The main compound within nickeline, nickel arsenide (NiAs), can be prepared by direct combination of the elements:
Ni(s) + As(s) → NiAs(s)
Nickeline is formed by hydrothermal modification of ultramafic rocks and associated ore deposits, and may be formed by replacement of nickel-copper bearing sulfides (replacing pentlandite, and in association with copper arsenic sulfides), or via metasomatism of sulfide-free ultramafic rocks, where metasomatic fluids introduce sulfur, carbonate, and arsenic. This typically results in mineral assemblaged including millerite, heazelwoodite and metamorphic pentlandite-pyrite via sulfidation and associated arsenopyrite-nickeline-breithauptite.
Associated minerals include: arsenopyrite, barite, silver, cobaltite, pyrrhotite, pentlandite, chalcopyrite, breithauptite and maucherite. Nickeline alters to annabergite (a coating of green nickel arsenate) on exposure to moist air.
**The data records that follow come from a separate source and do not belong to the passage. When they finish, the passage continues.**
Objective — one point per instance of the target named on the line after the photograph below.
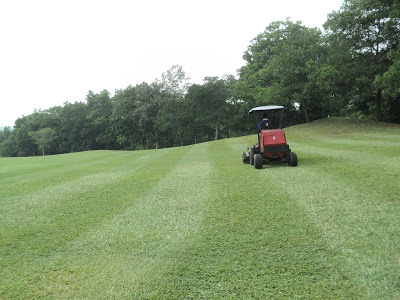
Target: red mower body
(273, 144)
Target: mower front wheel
(258, 161)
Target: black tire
(292, 159)
(257, 161)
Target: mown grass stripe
(252, 244)
(139, 243)
(46, 230)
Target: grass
(194, 222)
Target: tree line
(352, 68)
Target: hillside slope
(196, 222)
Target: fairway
(195, 222)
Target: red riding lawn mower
(271, 144)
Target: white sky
(52, 51)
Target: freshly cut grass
(195, 222)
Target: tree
(279, 67)
(209, 103)
(364, 31)
(44, 137)
(98, 129)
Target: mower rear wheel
(292, 159)
(257, 161)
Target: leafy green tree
(7, 142)
(44, 137)
(364, 32)
(98, 129)
(209, 103)
(134, 115)
(72, 126)
(279, 66)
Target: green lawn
(195, 222)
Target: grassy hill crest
(195, 222)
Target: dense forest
(351, 68)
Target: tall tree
(279, 65)
(44, 137)
(98, 128)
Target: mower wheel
(257, 161)
(292, 159)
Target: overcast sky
(52, 51)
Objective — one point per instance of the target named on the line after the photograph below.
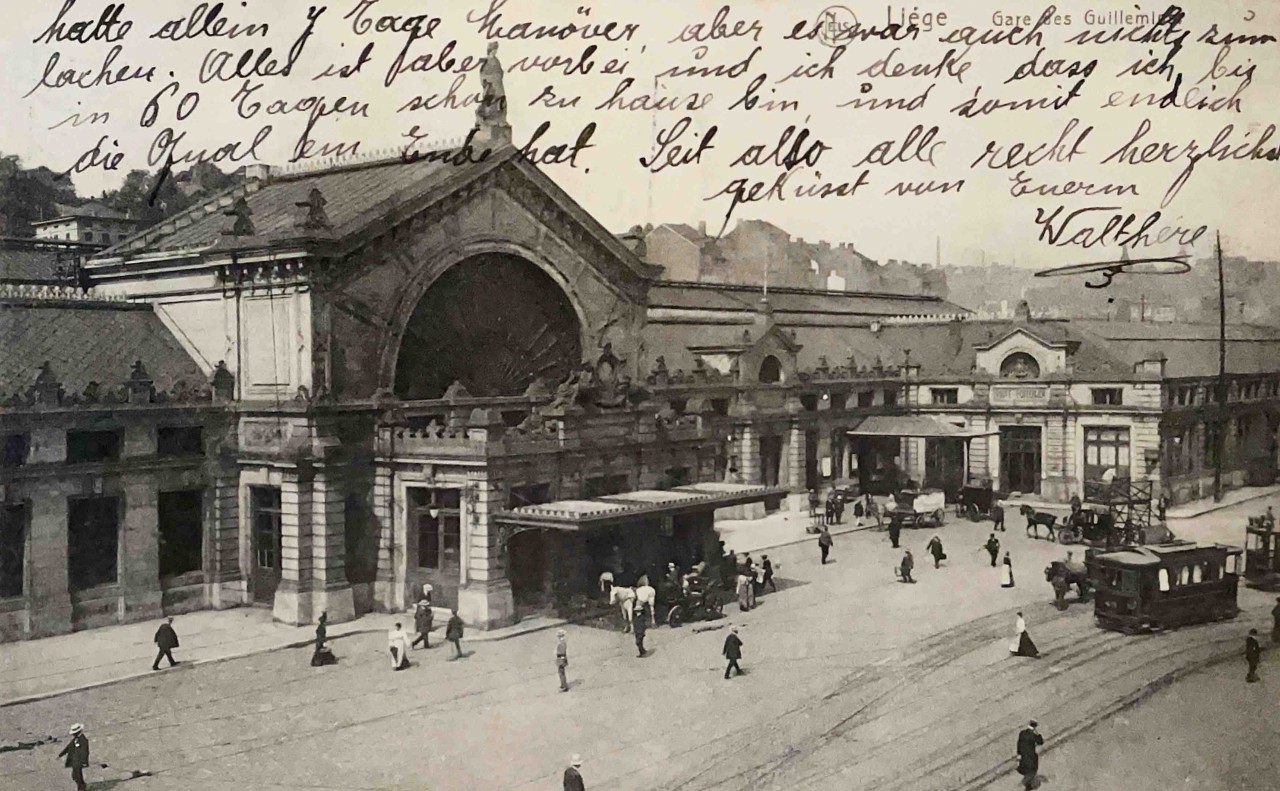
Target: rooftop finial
(492, 124)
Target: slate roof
(87, 342)
(1191, 350)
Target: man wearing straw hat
(572, 777)
(77, 755)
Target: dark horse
(1034, 519)
(1077, 576)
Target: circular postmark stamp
(835, 23)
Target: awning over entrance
(913, 425)
(647, 503)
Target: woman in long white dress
(1022, 644)
(397, 641)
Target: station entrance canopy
(913, 426)
(634, 506)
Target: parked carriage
(703, 600)
(922, 508)
(1262, 553)
(1164, 585)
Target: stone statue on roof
(492, 111)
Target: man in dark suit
(77, 755)
(167, 640)
(572, 777)
(1252, 654)
(732, 652)
(1028, 762)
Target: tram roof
(631, 506)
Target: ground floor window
(438, 513)
(13, 548)
(1106, 448)
(92, 540)
(182, 535)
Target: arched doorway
(494, 323)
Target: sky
(979, 222)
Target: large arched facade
(494, 323)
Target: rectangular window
(264, 504)
(1107, 396)
(604, 485)
(945, 394)
(13, 548)
(1106, 448)
(181, 440)
(92, 540)
(439, 527)
(85, 447)
(17, 447)
(181, 516)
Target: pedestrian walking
(323, 655)
(1023, 644)
(562, 658)
(165, 640)
(732, 652)
(397, 643)
(768, 579)
(77, 755)
(1006, 572)
(935, 548)
(424, 620)
(1060, 588)
(572, 777)
(1028, 762)
(1252, 654)
(453, 634)
(641, 626)
(992, 548)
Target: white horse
(625, 599)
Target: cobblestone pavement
(853, 680)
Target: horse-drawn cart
(702, 600)
(922, 508)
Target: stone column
(330, 590)
(49, 598)
(485, 598)
(140, 574)
(293, 595)
(749, 455)
(389, 583)
(227, 585)
(795, 458)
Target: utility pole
(1220, 437)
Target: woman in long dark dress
(1023, 644)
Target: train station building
(320, 389)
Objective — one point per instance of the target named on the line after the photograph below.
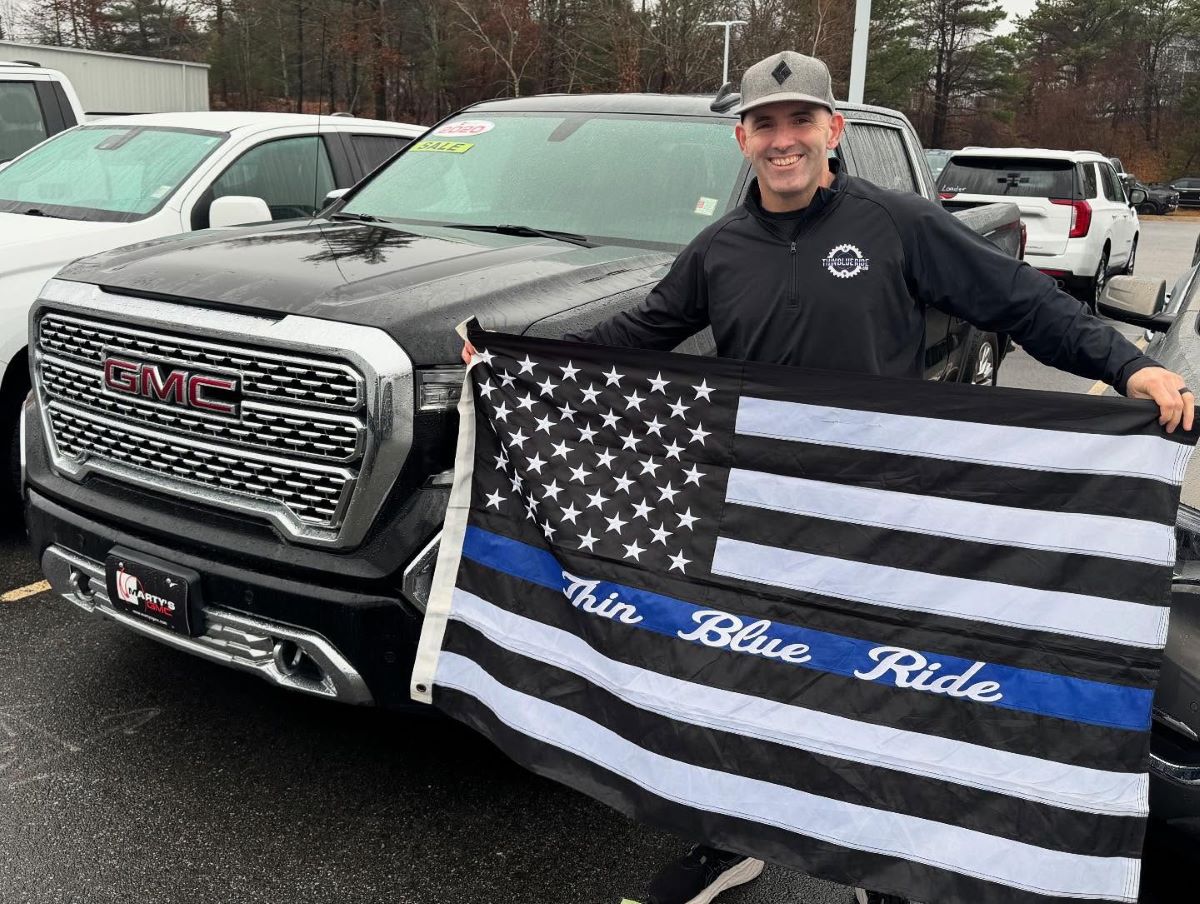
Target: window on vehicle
(640, 179)
(105, 173)
(293, 177)
(1009, 177)
(1090, 186)
(1113, 190)
(375, 149)
(22, 124)
(881, 156)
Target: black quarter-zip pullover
(844, 285)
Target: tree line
(1119, 76)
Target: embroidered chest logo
(846, 261)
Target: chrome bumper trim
(244, 642)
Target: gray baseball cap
(786, 76)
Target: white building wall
(120, 83)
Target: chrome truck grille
(303, 421)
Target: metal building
(121, 83)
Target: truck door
(23, 123)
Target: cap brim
(785, 97)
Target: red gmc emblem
(181, 388)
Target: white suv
(1080, 222)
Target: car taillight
(1080, 216)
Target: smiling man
(820, 269)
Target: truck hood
(415, 282)
(39, 241)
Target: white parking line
(29, 590)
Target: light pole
(727, 24)
(858, 51)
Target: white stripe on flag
(1072, 614)
(981, 522)
(1115, 794)
(1146, 456)
(966, 851)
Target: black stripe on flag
(832, 861)
(1021, 732)
(1068, 413)
(1050, 826)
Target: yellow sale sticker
(444, 147)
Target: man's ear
(739, 131)
(837, 127)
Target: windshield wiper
(359, 217)
(509, 229)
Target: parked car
(936, 157)
(1080, 222)
(1159, 199)
(35, 103)
(118, 181)
(1189, 190)
(268, 415)
(1175, 740)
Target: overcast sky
(1014, 9)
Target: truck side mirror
(333, 196)
(238, 210)
(1137, 300)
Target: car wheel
(1099, 280)
(983, 363)
(1133, 257)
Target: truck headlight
(438, 388)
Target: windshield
(108, 173)
(645, 180)
(1011, 177)
(936, 160)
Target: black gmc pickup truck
(240, 442)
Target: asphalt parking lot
(133, 772)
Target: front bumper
(328, 641)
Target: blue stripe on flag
(1024, 689)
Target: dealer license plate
(150, 588)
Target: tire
(983, 364)
(1133, 257)
(1098, 281)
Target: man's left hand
(1163, 387)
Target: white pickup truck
(120, 181)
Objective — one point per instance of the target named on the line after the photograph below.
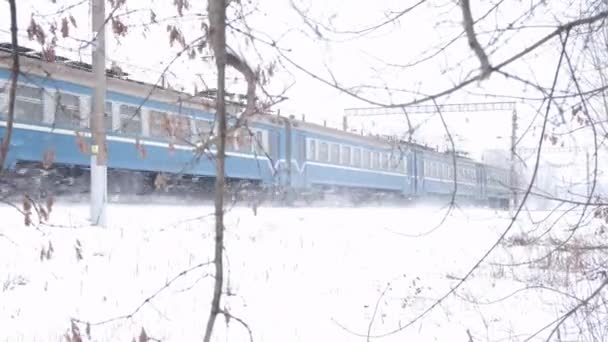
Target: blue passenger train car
(154, 132)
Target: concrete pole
(99, 183)
(513, 173)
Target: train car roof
(78, 72)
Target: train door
(274, 151)
(299, 171)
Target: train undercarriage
(68, 181)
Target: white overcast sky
(353, 60)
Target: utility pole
(588, 174)
(99, 185)
(513, 176)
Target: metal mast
(99, 184)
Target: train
(153, 132)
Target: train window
(28, 103)
(159, 124)
(67, 110)
(259, 146)
(376, 160)
(203, 129)
(346, 155)
(357, 157)
(107, 115)
(334, 154)
(130, 119)
(182, 128)
(366, 159)
(243, 140)
(311, 152)
(231, 141)
(323, 152)
(385, 161)
(395, 160)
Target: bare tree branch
(486, 68)
(6, 140)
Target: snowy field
(294, 274)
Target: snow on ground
(294, 274)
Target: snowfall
(320, 273)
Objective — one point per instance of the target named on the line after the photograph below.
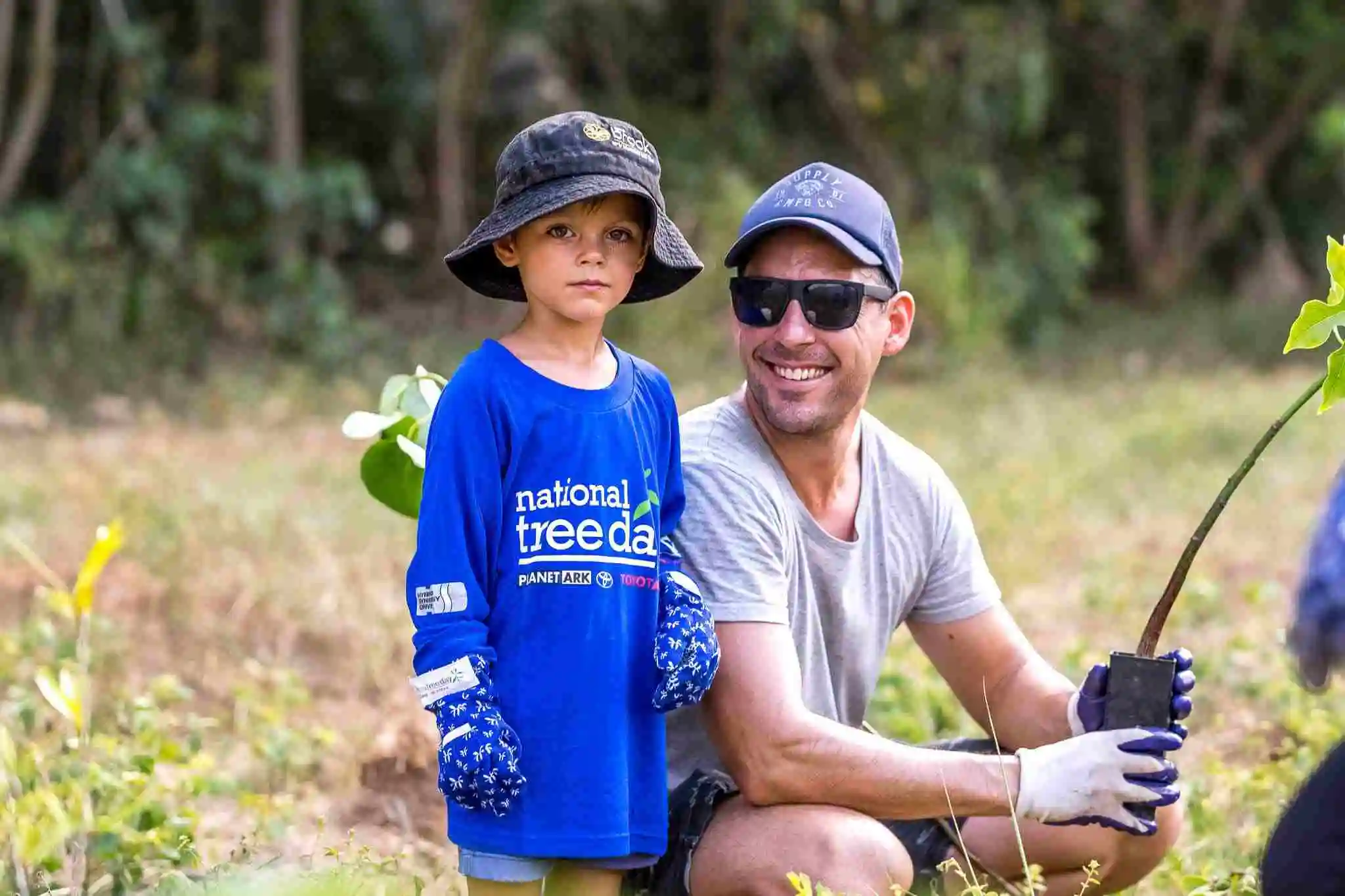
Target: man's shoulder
(898, 458)
(720, 440)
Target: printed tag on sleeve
(440, 683)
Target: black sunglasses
(826, 304)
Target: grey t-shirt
(759, 557)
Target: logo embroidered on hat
(594, 131)
(811, 188)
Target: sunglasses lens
(759, 303)
(831, 305)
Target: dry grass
(250, 536)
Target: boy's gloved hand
(478, 752)
(1086, 707)
(1097, 777)
(685, 647)
(1317, 634)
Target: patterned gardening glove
(1317, 634)
(478, 752)
(1086, 707)
(685, 647)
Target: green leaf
(391, 396)
(430, 390)
(1314, 326)
(1333, 390)
(1336, 264)
(390, 475)
(362, 425)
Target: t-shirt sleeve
(734, 545)
(673, 503)
(959, 584)
(449, 582)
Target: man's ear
(506, 250)
(902, 313)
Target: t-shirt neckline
(612, 395)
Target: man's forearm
(820, 761)
(1030, 707)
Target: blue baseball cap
(831, 200)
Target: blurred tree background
(191, 181)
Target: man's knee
(751, 851)
(1137, 857)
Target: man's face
(806, 381)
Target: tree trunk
(818, 42)
(37, 100)
(7, 9)
(725, 49)
(464, 58)
(1208, 106)
(1133, 128)
(286, 119)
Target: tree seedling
(1138, 684)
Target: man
(814, 531)
(1305, 855)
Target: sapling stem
(1155, 628)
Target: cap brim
(670, 264)
(738, 253)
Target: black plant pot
(1139, 694)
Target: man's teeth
(799, 372)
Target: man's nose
(794, 328)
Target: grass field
(259, 574)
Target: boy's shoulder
(649, 375)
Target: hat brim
(669, 267)
(738, 253)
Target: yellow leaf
(49, 688)
(9, 753)
(106, 543)
(72, 691)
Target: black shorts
(692, 807)
(1306, 851)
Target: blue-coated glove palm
(1087, 711)
(1059, 779)
(478, 753)
(1317, 634)
(686, 649)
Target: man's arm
(780, 753)
(986, 658)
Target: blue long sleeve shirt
(537, 547)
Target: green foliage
(393, 468)
(99, 792)
(1320, 322)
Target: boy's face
(579, 263)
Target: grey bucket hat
(562, 160)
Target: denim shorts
(522, 870)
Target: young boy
(553, 625)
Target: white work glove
(1091, 778)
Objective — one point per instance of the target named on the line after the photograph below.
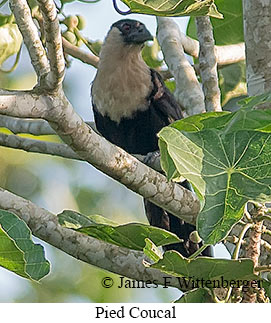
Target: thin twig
(208, 64)
(53, 43)
(188, 90)
(31, 38)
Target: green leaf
(200, 295)
(226, 31)
(205, 268)
(152, 251)
(227, 159)
(174, 7)
(18, 253)
(10, 41)
(131, 235)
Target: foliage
(228, 31)
(131, 235)
(227, 159)
(18, 253)
(174, 8)
(226, 156)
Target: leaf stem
(235, 254)
(199, 251)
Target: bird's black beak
(139, 35)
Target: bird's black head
(133, 31)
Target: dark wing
(163, 100)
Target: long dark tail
(162, 219)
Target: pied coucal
(131, 105)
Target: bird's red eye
(126, 27)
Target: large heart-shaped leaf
(174, 7)
(131, 235)
(18, 253)
(227, 158)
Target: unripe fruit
(71, 22)
(268, 276)
(70, 37)
(194, 237)
(81, 22)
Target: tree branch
(106, 157)
(76, 52)
(53, 43)
(33, 127)
(38, 146)
(208, 65)
(188, 90)
(31, 38)
(45, 226)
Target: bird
(131, 104)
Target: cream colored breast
(123, 80)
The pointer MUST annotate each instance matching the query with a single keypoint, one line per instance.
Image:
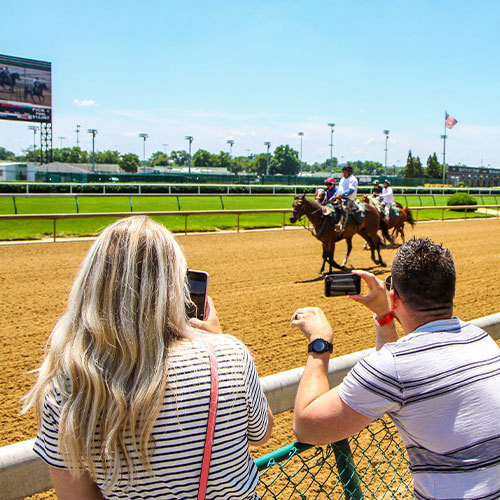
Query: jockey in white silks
(386, 198)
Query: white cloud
(84, 102)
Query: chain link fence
(372, 464)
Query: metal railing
(238, 213)
(372, 463)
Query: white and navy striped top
(441, 387)
(180, 429)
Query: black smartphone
(198, 286)
(338, 285)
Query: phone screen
(337, 285)
(198, 285)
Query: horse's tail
(409, 216)
(385, 229)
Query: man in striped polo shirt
(439, 383)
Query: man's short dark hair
(423, 275)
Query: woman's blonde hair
(107, 355)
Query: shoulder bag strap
(212, 413)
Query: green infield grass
(33, 229)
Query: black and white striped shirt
(179, 431)
(441, 386)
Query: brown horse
(395, 223)
(324, 230)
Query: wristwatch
(319, 346)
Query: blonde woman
(123, 394)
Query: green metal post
(347, 471)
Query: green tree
(434, 169)
(413, 167)
(202, 158)
(285, 161)
(129, 162)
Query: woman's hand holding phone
(211, 323)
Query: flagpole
(444, 147)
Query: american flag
(450, 121)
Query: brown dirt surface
(257, 280)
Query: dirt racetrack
(257, 280)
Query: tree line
(284, 160)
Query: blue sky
(265, 70)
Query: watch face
(319, 345)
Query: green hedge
(461, 199)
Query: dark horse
(9, 79)
(397, 224)
(36, 92)
(325, 232)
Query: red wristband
(385, 320)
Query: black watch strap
(320, 346)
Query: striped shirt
(441, 386)
(179, 431)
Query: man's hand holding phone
(376, 299)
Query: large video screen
(25, 89)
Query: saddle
(335, 211)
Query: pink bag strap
(212, 413)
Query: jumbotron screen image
(25, 89)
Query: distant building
(474, 176)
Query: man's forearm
(314, 381)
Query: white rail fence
(491, 209)
(23, 473)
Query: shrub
(461, 199)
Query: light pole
(230, 142)
(143, 136)
(93, 131)
(386, 132)
(34, 128)
(332, 126)
(189, 138)
(268, 144)
(301, 135)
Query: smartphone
(338, 285)
(198, 286)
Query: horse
(36, 91)
(394, 223)
(9, 79)
(324, 230)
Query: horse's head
(298, 208)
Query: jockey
(331, 191)
(347, 191)
(387, 198)
(377, 189)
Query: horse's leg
(348, 240)
(325, 258)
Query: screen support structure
(46, 142)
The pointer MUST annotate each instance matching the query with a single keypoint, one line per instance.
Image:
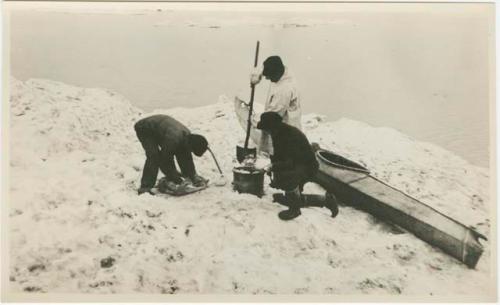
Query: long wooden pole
(249, 122)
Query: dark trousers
(155, 160)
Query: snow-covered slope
(77, 224)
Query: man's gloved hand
(255, 76)
(269, 170)
(199, 181)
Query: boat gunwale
(359, 168)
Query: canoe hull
(363, 191)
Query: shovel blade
(242, 153)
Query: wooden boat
(353, 185)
Most of these minerals can be found in the areas surrounding Sudbury and Cobalt, Ontario. Other localities include the eastern flank of the Widgiemooltha Dome, Western Australia, from altered pentlndite-pyrite-pyrrhotite assemblages within the Mariners, Redross and Miitel nickel mines where nickeline is produced by regional Au-As-Ag-bearing alteration and carbonate metasomatism. Other occurrences include within similarly modified nickel mines of the Kambalda area.
The unit cell of nickeline is used the prototype of a class of solids with similar crystal structures. Compounds adopting the NiAs structure are generally the chalcogenides, arsenides, antimonides and bismuthides of transition metals. Members of this group include cobalt(II) sulfide and iron(II) sulfide.
The following are the members of the nickeline group:
Nickeline is rarely used as a source of nickel due to the presence of arsenic, which is deleterious to most smelting and milling techniques. When nickel sulfide ore deposits have been altered to produce nickeline, often the presence of arsenic renders the ore uneconomic when concentrations of As reach several hundred parts per million. However, arsenic bearing nickel ore may be treated by blending with 'clean' ore sources, to produce a blended feedstock which the mill and smelter can handle with acceptable recovery.
The primary problem for treating nickeline in conventionally constructed nickel mills is the specific gravity of nickeline versus that of pentlandite. This renders the ore difficult to treat via the froth flotation technique. Within the smelter itself, the nickeline contributes to high arsenic contents which require additional reagents and fluxes to strip from the nickel metal.